This colossal cylinder of travertine is the final resting place of, and unusual tribute to, a woman who linked two major families in late first century BC Rome. A large plaque beneath the frieze honours Cecilia as the daughter of Quintus Creticus (probably so-called for his triumph in Crete in 64BC) and the wife of Crassus (a relation of the Crassus who ruled in the triumvirate with Julius Caesar).
During the 14th century the powerful Caetani family, relatives of Pope Boniface VIII, incorporated the tomb into a fortress, adding the crenellations to the top; the frieze decorated with skulls gives this area its nickname Capo di bove (ox head). Inside is a roofless gallery with a row of headless, toga-clad Romans and other marble objects, including lapidary inscriptions, crematory urns and tomb decorations - all funerary statues that used to line the Appia Antica.

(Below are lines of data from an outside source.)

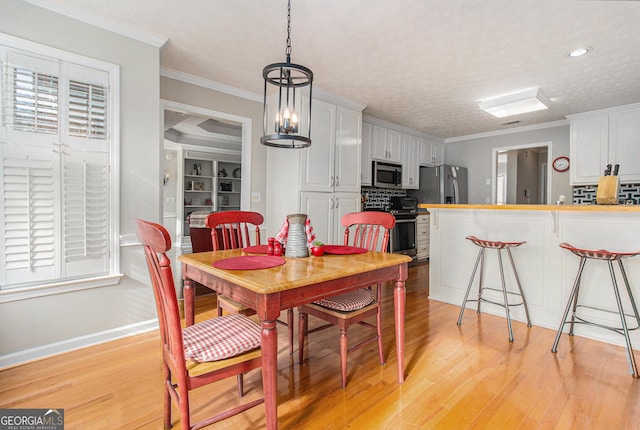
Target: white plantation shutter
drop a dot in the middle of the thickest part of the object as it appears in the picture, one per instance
(87, 110)
(55, 180)
(86, 209)
(28, 217)
(35, 101)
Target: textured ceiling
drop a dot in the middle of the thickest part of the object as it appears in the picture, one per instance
(424, 64)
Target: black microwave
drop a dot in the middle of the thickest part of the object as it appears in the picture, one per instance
(387, 175)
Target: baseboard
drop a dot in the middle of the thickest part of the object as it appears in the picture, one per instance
(43, 351)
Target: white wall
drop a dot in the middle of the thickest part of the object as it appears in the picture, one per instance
(46, 325)
(475, 154)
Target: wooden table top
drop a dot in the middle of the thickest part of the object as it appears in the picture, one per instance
(296, 272)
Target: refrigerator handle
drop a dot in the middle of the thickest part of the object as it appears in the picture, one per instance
(456, 193)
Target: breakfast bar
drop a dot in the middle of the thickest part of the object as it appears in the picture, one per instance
(546, 271)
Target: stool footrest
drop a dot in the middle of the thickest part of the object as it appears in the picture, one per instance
(482, 299)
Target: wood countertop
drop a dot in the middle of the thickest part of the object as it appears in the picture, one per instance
(578, 208)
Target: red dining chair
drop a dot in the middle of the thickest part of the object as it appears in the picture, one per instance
(353, 307)
(202, 353)
(232, 230)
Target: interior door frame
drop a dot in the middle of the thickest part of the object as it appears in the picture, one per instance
(245, 122)
(494, 165)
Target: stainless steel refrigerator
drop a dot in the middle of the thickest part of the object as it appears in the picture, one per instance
(444, 184)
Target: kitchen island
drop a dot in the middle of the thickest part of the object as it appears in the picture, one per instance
(547, 272)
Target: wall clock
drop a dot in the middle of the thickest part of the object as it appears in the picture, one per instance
(561, 164)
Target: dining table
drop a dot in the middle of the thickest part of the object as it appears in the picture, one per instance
(290, 283)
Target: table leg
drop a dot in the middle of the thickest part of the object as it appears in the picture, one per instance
(269, 345)
(399, 293)
(189, 294)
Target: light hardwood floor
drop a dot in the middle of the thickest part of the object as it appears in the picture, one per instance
(456, 378)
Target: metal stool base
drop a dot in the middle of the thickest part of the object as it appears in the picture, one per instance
(506, 304)
(572, 305)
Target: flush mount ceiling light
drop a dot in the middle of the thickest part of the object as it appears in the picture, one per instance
(579, 52)
(530, 100)
(286, 77)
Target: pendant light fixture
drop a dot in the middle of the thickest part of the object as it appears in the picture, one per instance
(283, 129)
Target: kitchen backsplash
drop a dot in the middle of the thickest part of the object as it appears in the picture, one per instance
(378, 198)
(586, 194)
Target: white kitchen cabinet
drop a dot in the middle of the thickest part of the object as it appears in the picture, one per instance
(325, 211)
(437, 152)
(431, 153)
(365, 154)
(422, 236)
(323, 179)
(386, 144)
(609, 136)
(410, 165)
(332, 162)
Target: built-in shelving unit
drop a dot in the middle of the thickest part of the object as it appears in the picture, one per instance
(211, 184)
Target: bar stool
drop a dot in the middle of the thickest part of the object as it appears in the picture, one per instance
(498, 246)
(572, 303)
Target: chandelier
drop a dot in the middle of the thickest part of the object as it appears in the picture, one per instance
(284, 129)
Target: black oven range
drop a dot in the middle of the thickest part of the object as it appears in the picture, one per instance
(403, 235)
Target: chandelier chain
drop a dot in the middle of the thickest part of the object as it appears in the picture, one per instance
(288, 50)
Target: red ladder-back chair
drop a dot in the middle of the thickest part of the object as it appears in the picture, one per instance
(202, 353)
(364, 228)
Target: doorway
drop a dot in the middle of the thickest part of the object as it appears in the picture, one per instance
(520, 174)
(189, 128)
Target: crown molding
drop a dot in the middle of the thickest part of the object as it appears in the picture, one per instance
(401, 128)
(508, 131)
(98, 21)
(212, 85)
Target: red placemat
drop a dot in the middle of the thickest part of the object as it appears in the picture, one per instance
(256, 249)
(249, 262)
(343, 249)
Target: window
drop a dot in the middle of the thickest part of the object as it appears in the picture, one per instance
(57, 193)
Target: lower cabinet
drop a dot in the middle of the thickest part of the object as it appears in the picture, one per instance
(325, 210)
(422, 236)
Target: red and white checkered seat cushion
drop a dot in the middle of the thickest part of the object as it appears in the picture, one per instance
(351, 301)
(220, 338)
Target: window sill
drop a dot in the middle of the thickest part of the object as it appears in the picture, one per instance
(25, 293)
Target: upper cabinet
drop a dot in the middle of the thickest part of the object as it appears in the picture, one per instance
(386, 144)
(410, 165)
(365, 172)
(332, 162)
(604, 137)
(431, 153)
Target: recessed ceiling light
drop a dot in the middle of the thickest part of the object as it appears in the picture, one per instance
(579, 52)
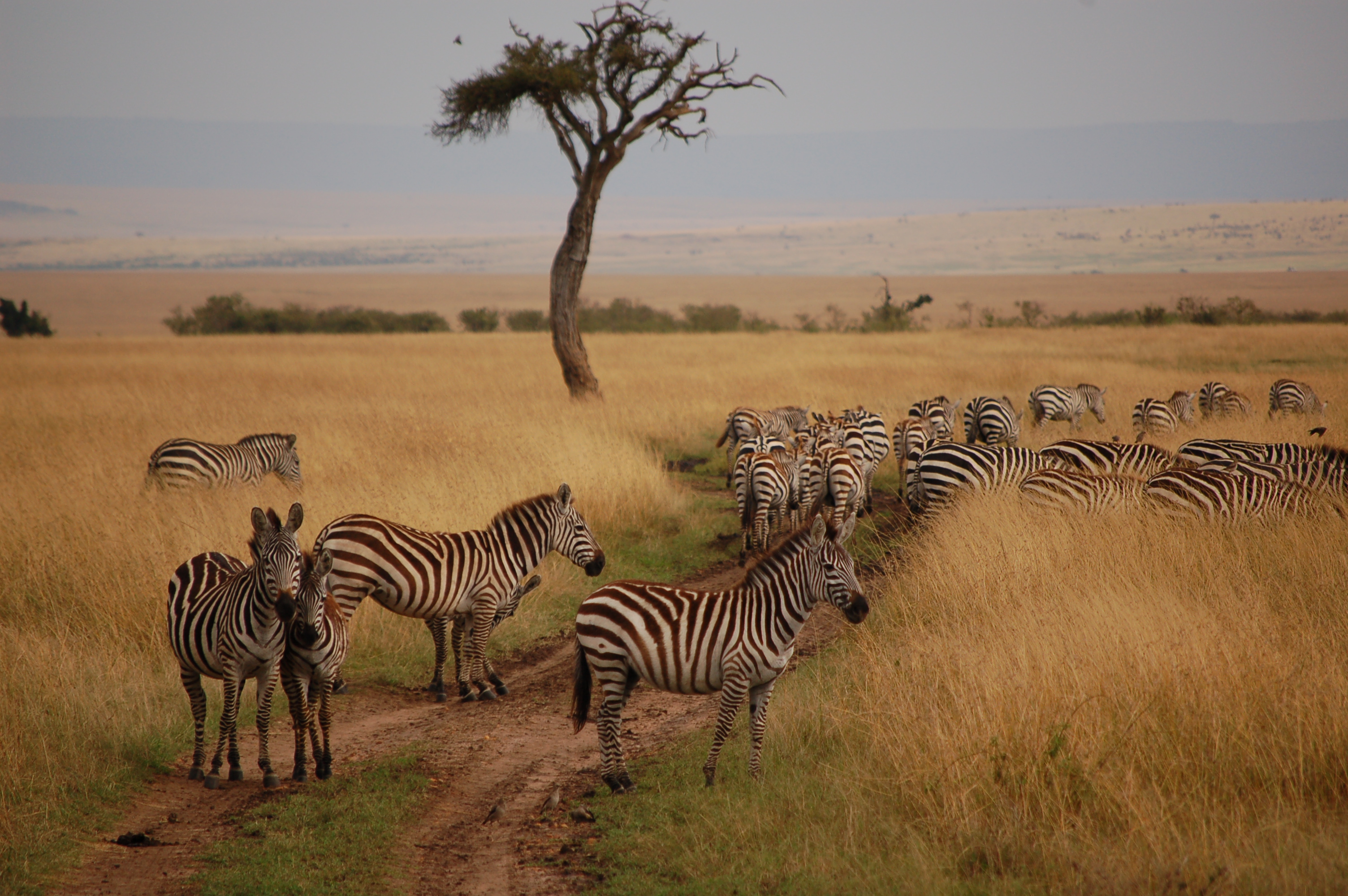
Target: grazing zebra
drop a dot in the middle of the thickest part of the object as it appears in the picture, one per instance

The spot where Cecilia was buried is a fine example of brick dome-making. Downstairs, pieces of the volcanic rock used in the construction of the ancient road can be seen. Outside and across the way are what's left of the church of San Nicola, a rare example of Gothic architecture in Rome, surrounded by further walls of the fortress, which once straddled the road. From this imposing spot the Caetani filled their coffers by exacting tolls from passing travellers.